The issue of motors running hot can present something of a trade-off. If the motor is buried within the machine, temperature is typically not a concern so long as the motor runs within its ratings. When the motor is on the outside of the chassis, it can present the potential for operator injury. In such a case, the designer needs to make a trade-off between the cost of going to a larger motor size and the cost of shielding operators from touch hazards. In certain applications such as injection molding of plastic, excess heat dissipated by motors can also potentially damage the end product, in which case end-users may want to oversize the motors to prevent heat buildup. Not only do the motors run cooler, they have larger chassis to dissipate heat.

Keeping it lean
Inventory reduction has traditionally motivated designers to oversize some motors so that the machine as a whole uses fewer distinct components.

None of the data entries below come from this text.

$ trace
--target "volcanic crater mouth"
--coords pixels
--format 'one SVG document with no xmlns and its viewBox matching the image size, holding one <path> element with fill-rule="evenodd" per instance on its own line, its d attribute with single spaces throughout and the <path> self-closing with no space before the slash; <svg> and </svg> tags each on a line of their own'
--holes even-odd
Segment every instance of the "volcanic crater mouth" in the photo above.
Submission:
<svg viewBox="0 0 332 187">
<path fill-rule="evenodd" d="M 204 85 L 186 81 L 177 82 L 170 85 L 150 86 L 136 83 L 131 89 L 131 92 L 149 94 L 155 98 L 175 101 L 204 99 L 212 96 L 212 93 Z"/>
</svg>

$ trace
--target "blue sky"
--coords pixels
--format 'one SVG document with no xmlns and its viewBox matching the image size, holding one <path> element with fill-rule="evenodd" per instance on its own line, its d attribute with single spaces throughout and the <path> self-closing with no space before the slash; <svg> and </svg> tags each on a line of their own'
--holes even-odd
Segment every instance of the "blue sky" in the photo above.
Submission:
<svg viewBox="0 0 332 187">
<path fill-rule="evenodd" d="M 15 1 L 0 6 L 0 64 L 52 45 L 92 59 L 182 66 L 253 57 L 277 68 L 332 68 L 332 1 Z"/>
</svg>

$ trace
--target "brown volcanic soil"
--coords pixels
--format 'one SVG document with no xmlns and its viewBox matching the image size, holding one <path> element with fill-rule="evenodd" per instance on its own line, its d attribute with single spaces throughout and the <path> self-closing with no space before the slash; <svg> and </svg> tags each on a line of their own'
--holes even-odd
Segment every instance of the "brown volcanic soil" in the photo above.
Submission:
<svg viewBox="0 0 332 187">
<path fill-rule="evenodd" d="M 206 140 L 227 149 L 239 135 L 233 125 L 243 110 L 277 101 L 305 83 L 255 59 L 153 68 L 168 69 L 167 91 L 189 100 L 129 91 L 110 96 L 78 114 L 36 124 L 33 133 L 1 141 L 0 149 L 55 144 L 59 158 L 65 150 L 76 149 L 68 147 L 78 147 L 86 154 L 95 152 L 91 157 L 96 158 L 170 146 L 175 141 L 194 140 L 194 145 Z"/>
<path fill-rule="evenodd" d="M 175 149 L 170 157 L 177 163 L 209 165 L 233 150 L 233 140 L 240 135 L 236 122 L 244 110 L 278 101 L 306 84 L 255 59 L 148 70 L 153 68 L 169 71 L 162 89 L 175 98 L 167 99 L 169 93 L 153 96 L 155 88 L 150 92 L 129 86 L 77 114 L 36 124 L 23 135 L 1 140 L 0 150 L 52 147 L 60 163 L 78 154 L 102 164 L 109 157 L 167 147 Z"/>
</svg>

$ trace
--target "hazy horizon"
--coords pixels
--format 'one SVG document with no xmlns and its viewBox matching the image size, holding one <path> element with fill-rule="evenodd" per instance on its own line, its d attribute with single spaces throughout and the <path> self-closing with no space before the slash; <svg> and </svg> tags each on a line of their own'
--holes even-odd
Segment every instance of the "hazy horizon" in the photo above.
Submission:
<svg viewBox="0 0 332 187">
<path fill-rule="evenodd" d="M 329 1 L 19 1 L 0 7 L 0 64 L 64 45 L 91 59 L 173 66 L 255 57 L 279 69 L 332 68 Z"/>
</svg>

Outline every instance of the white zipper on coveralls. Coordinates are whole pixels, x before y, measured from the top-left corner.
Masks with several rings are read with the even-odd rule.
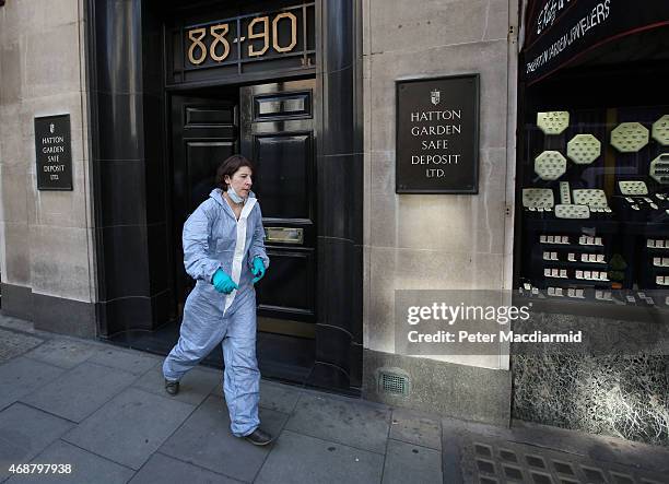
[[[225,201],[225,200],[224,200]],[[244,204],[244,209],[242,209],[242,213],[239,214],[239,220],[237,221],[237,240],[235,243],[235,253],[233,256],[233,265],[232,265],[232,280],[235,284],[239,285],[239,280],[242,279],[242,261],[244,260],[244,252],[246,249],[246,222],[248,215],[253,208],[256,205],[257,199],[248,198],[246,199],[246,203]],[[227,201],[225,201],[227,204]],[[230,208],[230,205],[228,205]],[[231,209],[232,212],[232,209]],[[234,215],[234,212],[233,212]],[[236,217],[235,217],[236,220]],[[225,297],[225,308],[223,309],[223,316],[225,316],[225,311],[230,308],[235,300],[235,295],[237,294],[237,290],[234,290]]]

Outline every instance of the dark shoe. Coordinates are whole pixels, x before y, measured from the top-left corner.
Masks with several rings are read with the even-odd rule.
[[[251,442],[254,446],[267,446],[274,440],[267,432],[260,429],[260,427],[256,428],[254,432],[244,437],[246,440]]]
[[[179,382],[171,381],[166,379],[165,380],[165,391],[174,397],[175,394],[179,392]]]

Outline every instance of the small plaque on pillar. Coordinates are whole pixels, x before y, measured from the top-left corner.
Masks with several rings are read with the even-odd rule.
[[[396,192],[479,192],[479,75],[397,82]]]
[[[72,190],[70,115],[35,118],[38,190]]]

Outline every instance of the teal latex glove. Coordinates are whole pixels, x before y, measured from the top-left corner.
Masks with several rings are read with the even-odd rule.
[[[262,259],[259,257],[254,259],[254,268],[251,269],[251,273],[255,275],[254,284],[265,276],[265,262],[262,262]]]
[[[221,268],[214,272],[214,276],[211,279],[211,282],[213,283],[215,290],[223,294],[230,294],[234,290],[239,288],[239,286],[235,284],[230,275],[227,275]]]

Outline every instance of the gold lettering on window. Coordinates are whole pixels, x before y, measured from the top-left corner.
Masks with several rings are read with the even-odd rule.
[[[188,31],[188,38],[192,42],[190,47],[188,47],[188,60],[190,63],[199,66],[204,62],[204,59],[207,59],[207,46],[202,44],[202,39],[206,35],[207,29],[204,27]],[[193,57],[196,47],[200,49],[200,57],[197,59]]]
[[[209,29],[211,36],[214,38],[211,43],[211,46],[209,47],[209,55],[216,62],[224,61],[230,55],[230,43],[225,38],[225,35],[227,35],[228,29],[228,24],[212,25]],[[223,46],[223,54],[221,54],[220,56],[216,55],[216,46],[219,44]]]
[[[291,43],[285,47],[279,45],[279,21],[281,19],[289,19],[291,22]],[[297,45],[297,17],[295,15],[290,12],[283,12],[274,17],[272,21],[272,44],[278,52],[290,52],[295,48]]]
[[[261,32],[255,32],[254,26],[256,24],[262,24]],[[262,38],[265,46],[260,50],[256,50],[253,44],[248,46],[248,57],[258,57],[262,56],[269,49],[269,16],[257,16],[248,24],[248,38]]]

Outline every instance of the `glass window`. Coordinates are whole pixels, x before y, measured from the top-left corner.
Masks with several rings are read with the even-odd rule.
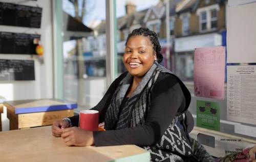
[[[169,27],[170,27],[170,34],[171,35],[174,35],[174,20],[170,19],[169,22]]]
[[[188,15],[184,15],[182,17],[182,34],[183,35],[188,34],[189,29],[189,18]]]
[[[160,24],[158,22],[150,23],[147,25],[147,28],[157,33],[160,32]]]
[[[105,1],[100,6],[83,1],[62,0],[62,45],[64,99],[84,109],[98,103],[106,85],[105,22],[99,20],[105,19],[105,11],[97,14],[105,9]]]
[[[211,20],[210,20],[210,27],[211,29],[215,29],[218,27],[217,24],[217,10],[216,9],[213,9],[210,10],[210,15],[211,15]]]

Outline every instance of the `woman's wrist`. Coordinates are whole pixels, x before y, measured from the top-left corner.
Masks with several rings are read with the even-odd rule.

Yes, some axes wind up with far more muscle than necessary but the trade-off is limiting the amount of money tied up in manufacturing inventory for the OEM and spares inventory for the end user. This applies particularly in industries like semiconductor and automotive manufacturing that feature enormous production lines with high axes counts.

The trade-off for over sizing motors to simplify inventory management is that larger motor increases inertia on the motor side, potentially degrading performance and efficiency. "Now you’re losing energy," says Mueller. "The best move would be to use the optimal size of the motor and match that. Now you're going to have to have two spares on the shelf instead of one, but I think that it's the best solution for the customer."

“We really want customers to understand is what the right size is so that they can compare to that data and make an informed business decision as opposed to just applying rules of thumb and oversizing even the biggest motors to reduce the spare parts inventory," says Cromheecke. "They're doing it relatively blindly today and in a lot of cases we just don't think that's the right thing to do. It's a business session that the company needs to make—we just want them to make it based on a full set of data."

Sizing motors is a nontrivial task that can significantly affect the performance and economics of the final system. Although the standard industry rules of thumb can be simple, for many applications, detailed modeling via industry tools may be the best solution.